(1.) These appeals raise a novel and important and at the same, time a difficult question of Hindu law which has not been covered by authority.
(2.) Shivlingappa, the father-in-law of the plaintiff, Basappa, defendant No. 1, and Shiddappa, father of defendant No. 2, were brothers and had separated long ago. The property in suit consists of the property which came to the share of Shivlingappa and which was acquired by him with the income of the property that came to him by partition. Shivlingappa died in 1921 and was succeeded by his son Shivshankreppa who died in 1922, The property was inherited by the plaintiff, the widow of Shivshankreppa and the daughter-in-law of Shivlingappa. In 1923 the plaintiff adopted Shidlingappa, the son of defendant No. 1, in dwyamushyayana form. Shidlingappa, after his adoption, died unmarried soon afterwards. The plaintiff, therefore, has brought the suit as heir of her deceased adopted son. Defendant No. 5 is the natural mother of Shidlingappa and the wife of defendant No. 1. The question involved in this appeal is whether the plaintiff, the adoptive mother, or defendant No. 5, the natural mother, is the preferential heir, or whether they are co-heiresses and jointly inherit the property of the deceased Shidlingappa.

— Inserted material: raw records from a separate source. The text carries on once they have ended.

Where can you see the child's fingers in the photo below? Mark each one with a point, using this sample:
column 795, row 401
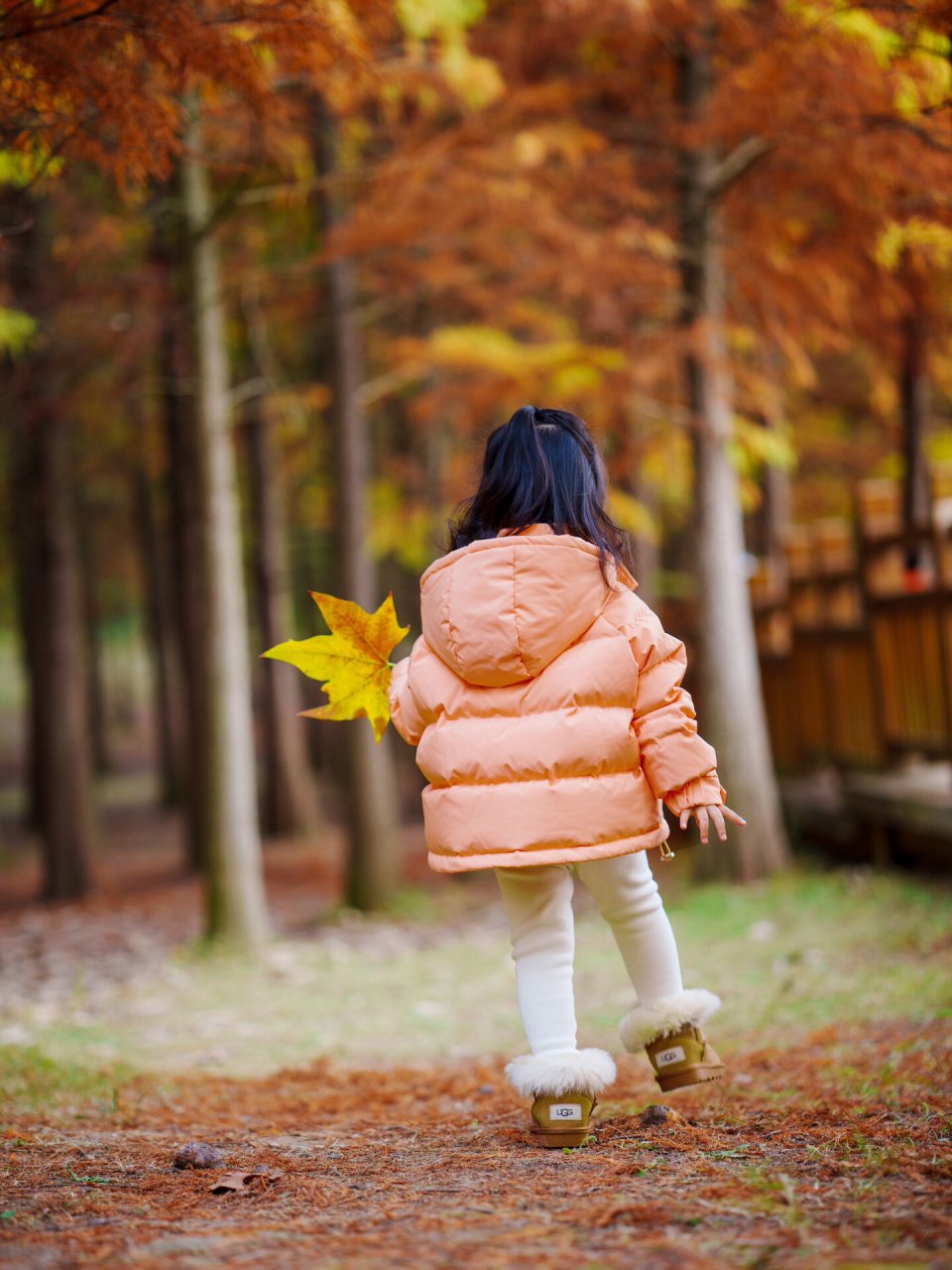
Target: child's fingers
column 717, row 817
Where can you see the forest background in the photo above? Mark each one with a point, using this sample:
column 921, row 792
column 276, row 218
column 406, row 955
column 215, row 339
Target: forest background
column 273, row 270
column 270, row 273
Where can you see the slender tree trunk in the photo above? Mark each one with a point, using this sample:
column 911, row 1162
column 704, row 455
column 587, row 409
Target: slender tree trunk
column 373, row 815
column 235, row 903
column 912, row 389
column 290, row 797
column 185, row 511
column 734, row 716
column 93, row 642
column 51, row 588
column 168, row 697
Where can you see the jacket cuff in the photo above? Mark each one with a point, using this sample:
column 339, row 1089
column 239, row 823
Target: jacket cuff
column 398, row 683
column 702, row 792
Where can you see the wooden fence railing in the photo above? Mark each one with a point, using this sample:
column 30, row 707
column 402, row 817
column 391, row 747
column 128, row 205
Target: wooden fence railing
column 855, row 633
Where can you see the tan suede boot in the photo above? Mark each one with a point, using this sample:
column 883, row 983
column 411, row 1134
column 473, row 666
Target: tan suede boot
column 684, row 1057
column 562, row 1120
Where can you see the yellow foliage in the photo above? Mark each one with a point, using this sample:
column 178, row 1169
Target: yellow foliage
column 352, row 663
column 633, row 515
column 919, row 235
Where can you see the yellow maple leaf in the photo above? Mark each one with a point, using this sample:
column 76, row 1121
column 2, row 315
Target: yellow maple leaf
column 352, row 663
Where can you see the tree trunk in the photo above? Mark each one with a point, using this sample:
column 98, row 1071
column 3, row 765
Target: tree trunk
column 50, row 588
column 185, row 511
column 290, row 797
column 95, row 683
column 168, row 697
column 734, row 717
column 912, row 384
column 373, row 817
column 235, row 903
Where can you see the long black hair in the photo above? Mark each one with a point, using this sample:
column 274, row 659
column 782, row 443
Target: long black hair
column 542, row 467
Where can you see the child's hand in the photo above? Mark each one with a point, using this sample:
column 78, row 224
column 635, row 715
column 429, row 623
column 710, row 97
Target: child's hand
column 716, row 813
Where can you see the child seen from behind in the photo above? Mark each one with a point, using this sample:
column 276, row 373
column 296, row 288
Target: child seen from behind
column 544, row 702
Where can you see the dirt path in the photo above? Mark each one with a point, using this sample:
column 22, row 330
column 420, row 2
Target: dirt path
column 832, row 1153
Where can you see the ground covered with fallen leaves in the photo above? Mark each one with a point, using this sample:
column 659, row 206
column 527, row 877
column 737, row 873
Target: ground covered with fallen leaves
column 122, row 1048
column 834, row 1152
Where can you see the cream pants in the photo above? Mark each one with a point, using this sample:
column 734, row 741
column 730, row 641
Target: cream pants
column 538, row 901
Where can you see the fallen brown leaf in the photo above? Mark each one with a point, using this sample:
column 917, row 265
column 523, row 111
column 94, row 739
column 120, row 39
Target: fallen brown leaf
column 239, row 1182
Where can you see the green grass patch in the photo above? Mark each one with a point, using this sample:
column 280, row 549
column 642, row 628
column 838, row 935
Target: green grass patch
column 787, row 956
column 31, row 1080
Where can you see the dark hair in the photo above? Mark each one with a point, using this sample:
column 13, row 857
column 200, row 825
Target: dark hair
column 542, row 467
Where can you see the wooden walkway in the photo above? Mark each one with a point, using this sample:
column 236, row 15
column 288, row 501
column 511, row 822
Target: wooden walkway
column 855, row 633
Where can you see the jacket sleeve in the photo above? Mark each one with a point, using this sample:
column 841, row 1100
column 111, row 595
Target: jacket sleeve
column 680, row 767
column 404, row 708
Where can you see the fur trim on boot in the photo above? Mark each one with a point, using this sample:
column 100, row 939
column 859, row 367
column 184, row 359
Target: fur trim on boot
column 648, row 1023
column 587, row 1071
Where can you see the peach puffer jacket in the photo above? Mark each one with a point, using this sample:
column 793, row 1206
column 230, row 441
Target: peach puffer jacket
column 546, row 707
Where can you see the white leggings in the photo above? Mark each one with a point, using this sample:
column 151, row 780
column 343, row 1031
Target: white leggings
column 538, row 901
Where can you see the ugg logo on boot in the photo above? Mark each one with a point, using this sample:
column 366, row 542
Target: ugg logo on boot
column 675, row 1055
column 565, row 1111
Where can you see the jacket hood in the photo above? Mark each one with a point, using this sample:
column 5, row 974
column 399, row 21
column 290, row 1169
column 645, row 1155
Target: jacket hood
column 499, row 610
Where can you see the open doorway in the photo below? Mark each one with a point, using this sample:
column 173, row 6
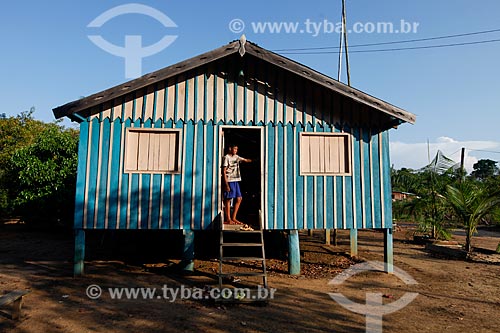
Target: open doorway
column 249, row 145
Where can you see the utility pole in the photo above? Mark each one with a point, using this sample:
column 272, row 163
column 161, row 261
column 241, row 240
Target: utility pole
column 462, row 159
column 343, row 43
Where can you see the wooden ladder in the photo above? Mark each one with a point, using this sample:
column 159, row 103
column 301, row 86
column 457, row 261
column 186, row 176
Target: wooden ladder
column 239, row 240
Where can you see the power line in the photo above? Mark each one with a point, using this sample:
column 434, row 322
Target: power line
column 402, row 48
column 485, row 151
column 393, row 42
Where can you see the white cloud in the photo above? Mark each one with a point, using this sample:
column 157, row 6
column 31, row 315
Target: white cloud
column 416, row 155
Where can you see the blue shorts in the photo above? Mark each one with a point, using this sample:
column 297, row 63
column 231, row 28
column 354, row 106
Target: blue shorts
column 234, row 192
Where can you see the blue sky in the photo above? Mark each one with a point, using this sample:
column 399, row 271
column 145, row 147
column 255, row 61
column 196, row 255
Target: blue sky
column 48, row 59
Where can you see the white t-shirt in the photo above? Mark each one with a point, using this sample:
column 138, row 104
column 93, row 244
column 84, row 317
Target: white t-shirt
column 232, row 163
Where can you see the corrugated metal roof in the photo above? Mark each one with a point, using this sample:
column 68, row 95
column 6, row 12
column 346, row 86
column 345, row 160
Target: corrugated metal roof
column 71, row 109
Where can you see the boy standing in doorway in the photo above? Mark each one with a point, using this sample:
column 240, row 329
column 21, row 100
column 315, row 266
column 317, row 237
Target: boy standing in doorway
column 231, row 184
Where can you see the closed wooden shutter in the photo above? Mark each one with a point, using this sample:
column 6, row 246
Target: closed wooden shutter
column 324, row 154
column 152, row 151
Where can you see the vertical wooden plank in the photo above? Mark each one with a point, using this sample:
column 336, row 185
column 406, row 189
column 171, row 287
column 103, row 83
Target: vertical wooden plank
column 321, row 154
column 164, row 152
column 328, row 157
column 154, row 152
column 127, row 114
column 240, row 100
column 139, row 105
column 170, row 102
column 106, row 110
column 149, row 103
column 308, row 103
column 143, row 151
column 334, row 153
column 210, row 95
column 314, row 153
column 81, row 174
column 191, row 98
column 99, row 176
column 160, row 102
column 279, row 97
column 305, row 154
column 132, row 150
column 181, row 98
column 220, row 100
column 294, row 176
column 341, row 154
column 199, row 96
column 289, row 100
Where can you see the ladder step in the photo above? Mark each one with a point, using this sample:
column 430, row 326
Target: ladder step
column 242, row 258
column 242, row 274
column 242, row 231
column 241, row 244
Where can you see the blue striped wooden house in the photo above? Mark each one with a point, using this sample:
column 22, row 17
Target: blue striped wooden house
column 150, row 149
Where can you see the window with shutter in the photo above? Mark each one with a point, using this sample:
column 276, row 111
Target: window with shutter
column 152, row 151
column 325, row 154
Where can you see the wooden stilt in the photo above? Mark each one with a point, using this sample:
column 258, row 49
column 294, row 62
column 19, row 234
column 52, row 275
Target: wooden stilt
column 388, row 251
column 293, row 253
column 187, row 262
column 79, row 258
column 354, row 242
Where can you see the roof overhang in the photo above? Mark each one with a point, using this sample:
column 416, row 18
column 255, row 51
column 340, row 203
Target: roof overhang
column 397, row 114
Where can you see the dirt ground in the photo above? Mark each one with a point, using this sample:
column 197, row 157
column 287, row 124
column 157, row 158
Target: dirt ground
column 453, row 295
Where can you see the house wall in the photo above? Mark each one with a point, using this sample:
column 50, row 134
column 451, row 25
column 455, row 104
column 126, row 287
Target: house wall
column 199, row 103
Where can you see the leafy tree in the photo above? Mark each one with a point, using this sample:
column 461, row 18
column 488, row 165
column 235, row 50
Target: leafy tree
column 37, row 169
column 472, row 203
column 484, row 169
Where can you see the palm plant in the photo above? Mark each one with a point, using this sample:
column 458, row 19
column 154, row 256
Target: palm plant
column 471, row 204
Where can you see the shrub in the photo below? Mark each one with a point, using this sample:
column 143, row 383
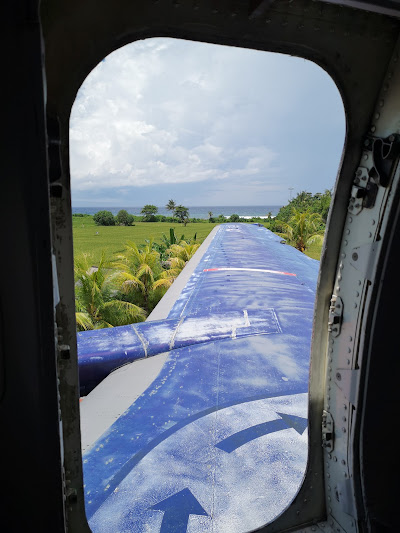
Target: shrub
column 123, row 218
column 104, row 218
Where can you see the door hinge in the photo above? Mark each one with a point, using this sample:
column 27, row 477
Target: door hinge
column 327, row 431
column 364, row 191
column 335, row 315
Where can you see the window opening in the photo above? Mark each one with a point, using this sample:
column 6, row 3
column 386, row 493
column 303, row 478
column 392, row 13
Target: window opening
column 206, row 429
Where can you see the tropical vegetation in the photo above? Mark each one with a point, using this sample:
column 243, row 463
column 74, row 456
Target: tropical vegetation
column 303, row 229
column 97, row 303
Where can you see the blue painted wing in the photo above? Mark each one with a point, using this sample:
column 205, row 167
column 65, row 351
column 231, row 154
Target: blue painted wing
column 222, row 427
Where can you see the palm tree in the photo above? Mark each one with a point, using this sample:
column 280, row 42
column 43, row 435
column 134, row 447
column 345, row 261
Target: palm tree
column 140, row 275
column 96, row 304
column 179, row 255
column 303, row 229
column 171, row 205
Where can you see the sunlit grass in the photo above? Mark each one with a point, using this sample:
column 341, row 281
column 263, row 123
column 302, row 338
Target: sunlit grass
column 92, row 239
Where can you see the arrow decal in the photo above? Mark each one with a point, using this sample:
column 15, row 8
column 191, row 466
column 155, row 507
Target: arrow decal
column 286, row 421
column 177, row 509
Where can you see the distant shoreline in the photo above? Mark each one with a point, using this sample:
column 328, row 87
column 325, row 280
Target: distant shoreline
column 200, row 212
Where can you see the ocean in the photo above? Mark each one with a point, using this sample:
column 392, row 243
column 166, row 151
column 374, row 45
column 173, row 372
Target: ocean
column 201, row 211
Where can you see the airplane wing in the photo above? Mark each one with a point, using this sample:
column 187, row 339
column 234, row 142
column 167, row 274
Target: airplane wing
column 206, row 429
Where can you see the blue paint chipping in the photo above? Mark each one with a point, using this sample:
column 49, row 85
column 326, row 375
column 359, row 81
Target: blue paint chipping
column 237, row 341
column 177, row 509
column 233, row 442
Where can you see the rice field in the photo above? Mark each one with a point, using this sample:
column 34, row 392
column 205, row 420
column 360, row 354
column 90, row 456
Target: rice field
column 93, row 240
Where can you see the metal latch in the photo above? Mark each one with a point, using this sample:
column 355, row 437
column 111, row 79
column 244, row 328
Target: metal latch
column 364, row 191
column 327, row 431
column 335, row 315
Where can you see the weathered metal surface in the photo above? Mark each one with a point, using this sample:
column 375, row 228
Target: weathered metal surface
column 218, row 441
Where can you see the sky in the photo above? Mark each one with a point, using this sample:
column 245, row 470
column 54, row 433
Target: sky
column 203, row 124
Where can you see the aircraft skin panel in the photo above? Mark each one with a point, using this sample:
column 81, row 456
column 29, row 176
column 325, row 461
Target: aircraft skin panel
column 218, row 441
column 101, row 351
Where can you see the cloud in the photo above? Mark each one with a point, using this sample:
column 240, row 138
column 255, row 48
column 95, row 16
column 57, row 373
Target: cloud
column 164, row 111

(3.) It is contended by Mr. Thakor on behalf of the natural mother that she is the preferential heir on the theory of propinquity based on the sapinda relationship on account of possession of particles of the same body, and reliance is placed on the decisions in the cases of Lulloobhoy Bappoobhoy V/s. Cassibai (1880) L.R. 7 I.A. 212, Buddha Singh V/s. Laltu Singh, s.c. I.L.R. 37 All. 604. and Behari Lal V/s. Shib Lal (1904) I.L.R. 26 A11. 472. It is further urged that according to the theory of offering oblations, in the case of a dwyamushyayana adoption the descendant in the fourth degree need not offer oblations and priority is given to sires of natural mother, and this circumstance provides an adequate ground of preference for excluding the adoptive mother.